昔から管理組合の理事や組合員が管理会社の管理員やフロントに対して暴言を吐くといった話は、よく耳にします。そうした行為を他の組合員や役員は見て見ぬふりをしてきた管理組合も多いのではないでしょうか。

この10年程度でしょうか、この行為は「カスタマーハラスメント」と名付けられ、社会的にも許されない行為として認識されるようになりました。いまだにハラスメント行為をしている人は、その変化に気が付いていないのでしょう。

2023年9月、国土交通省が公表しているマンション標準管理委託契約の改訂があり、管理会社が中止要求できる組合員等による有害行為に、「カスタマーハラスメントに該当する行為を含む」と明記されました。

これまでは黙って耐えていた管理会社も、度が過ぎる行為には社員を守るために毅然とした対応をとるようになるでしょう。

カスハラの定義

いわゆるカスタマーハラスメントは、厚生労働省によると「顧客等からのクレーム・言動のうち、当該クレーム・言動の要求の内容の妥当性に照らして、当該要求を実現するための手段・態様が社会通念上不相当なものであって、当該手段・態様により、労働者の就業環境が害されるもの」と定義されています。

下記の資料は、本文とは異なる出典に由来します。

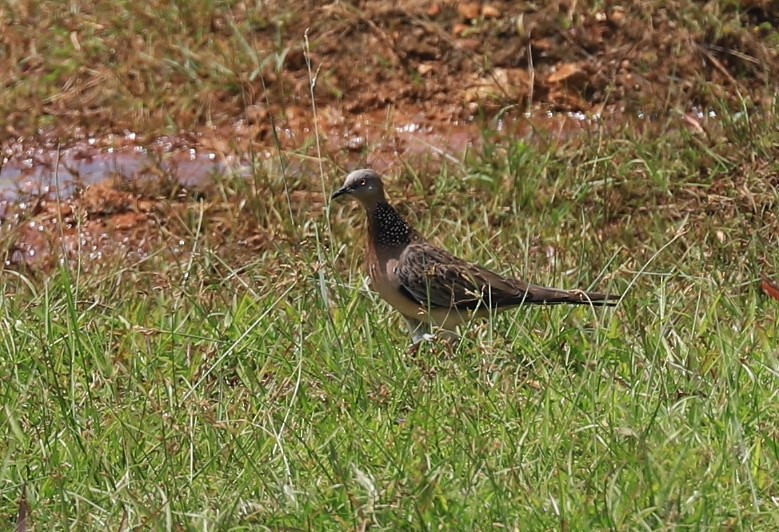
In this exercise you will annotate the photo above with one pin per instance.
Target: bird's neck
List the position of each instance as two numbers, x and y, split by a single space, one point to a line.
387 228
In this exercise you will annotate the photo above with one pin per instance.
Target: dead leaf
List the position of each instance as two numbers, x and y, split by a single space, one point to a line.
564 71
770 287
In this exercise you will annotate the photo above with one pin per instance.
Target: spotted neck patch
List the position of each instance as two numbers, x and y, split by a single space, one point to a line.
387 227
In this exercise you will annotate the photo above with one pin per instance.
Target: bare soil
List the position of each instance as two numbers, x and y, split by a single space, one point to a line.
389 79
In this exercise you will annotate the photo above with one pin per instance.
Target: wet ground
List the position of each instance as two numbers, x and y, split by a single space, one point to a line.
395 84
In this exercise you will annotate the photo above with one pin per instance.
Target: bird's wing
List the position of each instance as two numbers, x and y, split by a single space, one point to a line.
432 277
435 278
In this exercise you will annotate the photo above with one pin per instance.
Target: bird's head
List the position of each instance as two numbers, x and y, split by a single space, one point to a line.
364 185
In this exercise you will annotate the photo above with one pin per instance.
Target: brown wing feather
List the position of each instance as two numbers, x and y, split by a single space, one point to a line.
433 277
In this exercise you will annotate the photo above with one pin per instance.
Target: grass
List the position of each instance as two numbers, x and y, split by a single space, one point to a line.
223 385
216 392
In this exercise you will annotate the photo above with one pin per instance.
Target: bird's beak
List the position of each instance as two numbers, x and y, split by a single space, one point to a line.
343 191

これを管理組合と管理会社の関係の中で具体的な行為として例示するなら、管理組合員等が管理業者の使用人等に対し、本契約に定めのない行為や法令、管理規約、使用細則又は総会決議等に違反する行為を強要すること、侮辱や人格を否定する発言をすること、文書の掲示や投稿、インターネットへの投稿等による誹謗中傷を行うこと、執拗なつきまといや長時間の拘束を行うこと、執拗な架電、文章等による連絡を行うこと、緊急でもないにもかかわらず休日や深夜に呼び出しを行うことなどが含まれます。

皆様の管理組合では、このような行為はないでしょうか。
役員の方々はしっかり認識されていても、そのマンションの区分所有者のひとりが、そのような行為をすれば、それは「管理組合によるカスハラ」になります。

管理会社をパートナーに

そんなに難しいことは要求していない、例えば、質問に対して1ヵ月以上も回答がないとか、過去の慣習や会社のやり方にしばられて融通がきかない等、理事にとっては不満がつのる状況だったとしても、ハラスメントになるような強い言葉で指示をしたり、叱責してはいけません。

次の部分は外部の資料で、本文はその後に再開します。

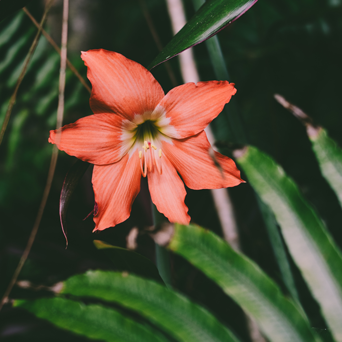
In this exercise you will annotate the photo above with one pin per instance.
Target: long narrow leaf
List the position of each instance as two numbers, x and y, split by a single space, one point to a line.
309 243
129 261
241 279
93 321
329 157
211 18
173 312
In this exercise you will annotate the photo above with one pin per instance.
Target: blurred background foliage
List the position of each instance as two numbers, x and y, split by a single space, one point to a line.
288 47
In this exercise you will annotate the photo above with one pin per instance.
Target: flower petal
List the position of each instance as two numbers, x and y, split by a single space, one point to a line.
120 85
191 107
192 160
115 187
168 192
97 139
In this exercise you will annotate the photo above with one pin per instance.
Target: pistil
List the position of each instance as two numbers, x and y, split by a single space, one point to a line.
149 157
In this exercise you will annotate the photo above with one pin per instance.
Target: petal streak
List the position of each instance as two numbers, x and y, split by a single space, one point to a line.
120 85
192 107
192 160
168 193
115 187
96 139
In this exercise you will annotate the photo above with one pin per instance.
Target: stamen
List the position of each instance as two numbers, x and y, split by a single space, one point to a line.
143 172
158 163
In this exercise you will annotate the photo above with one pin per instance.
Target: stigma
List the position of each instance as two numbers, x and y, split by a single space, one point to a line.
150 158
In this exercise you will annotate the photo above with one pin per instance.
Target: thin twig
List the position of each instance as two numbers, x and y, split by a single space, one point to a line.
157 40
55 46
23 71
53 162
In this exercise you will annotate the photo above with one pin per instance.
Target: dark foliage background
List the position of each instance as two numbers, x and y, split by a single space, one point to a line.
288 47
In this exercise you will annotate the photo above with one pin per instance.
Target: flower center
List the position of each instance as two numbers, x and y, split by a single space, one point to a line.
149 155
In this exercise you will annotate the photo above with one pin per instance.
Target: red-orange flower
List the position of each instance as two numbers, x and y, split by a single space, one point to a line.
138 130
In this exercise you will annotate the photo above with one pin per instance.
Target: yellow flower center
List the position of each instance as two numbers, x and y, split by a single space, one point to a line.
146 134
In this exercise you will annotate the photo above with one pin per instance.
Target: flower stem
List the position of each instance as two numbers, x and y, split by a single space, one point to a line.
163 259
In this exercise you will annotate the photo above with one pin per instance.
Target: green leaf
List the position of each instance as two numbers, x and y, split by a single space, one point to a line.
278 249
309 243
125 260
70 183
171 311
93 321
7 33
329 157
211 18
278 318
8 7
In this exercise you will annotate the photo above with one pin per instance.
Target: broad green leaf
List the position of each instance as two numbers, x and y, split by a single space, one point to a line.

管理委託契約や重要事項説明書を見返して、契約に含まれる業務を怠っていた場合は、契約にもとづいて適切な請求をすべきです。しかし、多くの不満は「対応が遅い」「新しい取り組みに後ろ向き」「融通が利かない」「いつも受け身の姿勢」といった態度や姿勢に対する不満が多く、これらはフロント担当の資質の問題であったり、抱えている仕事量に関係するもので、明確な契約違反ではないケースがほとんどだと思います。

昔は、管理組合と管理委託契約を継続していれば、管理会社は安定した利益が見込め、管理組合から多少筋違いの要求があってもぐっとこらえることもあったと思いますが、昨今、管理委託業務の収益性が下がってきたこともあり、管理会社も余裕がなくなってきました。
カスハラによって、自社の従業員が傷つけられ、メンタル不調になったり退職に追い込まれたりしたら、会社にとって大きな損失ですから、管理会社もカスハラに対して毅然とした姿勢で対応するようになってきました。

予定外に管理会社から契約解除を宣告された時は、管理組合は本当に大変です。突然大変な時間と労力をかけて、新しい管理会社を見つけなければなりません。十分な準備や議論をする余裕がない管理組合は、合意形成も不十分なまま、満足できない契約となることも多いでしょう。

そうなると、管理会社と管理組合の双方にとって不幸ですから、もしマンションの誰かがカスハラと疑われるような行為をしていたら、管理組合自身がそれを止めなければいけません。
管理組合は管理会社をパートナーとしてリスペクトし、両者が「マンションを良くする」という共通の目標に向かって行動する、そんな関係を目指したいですね。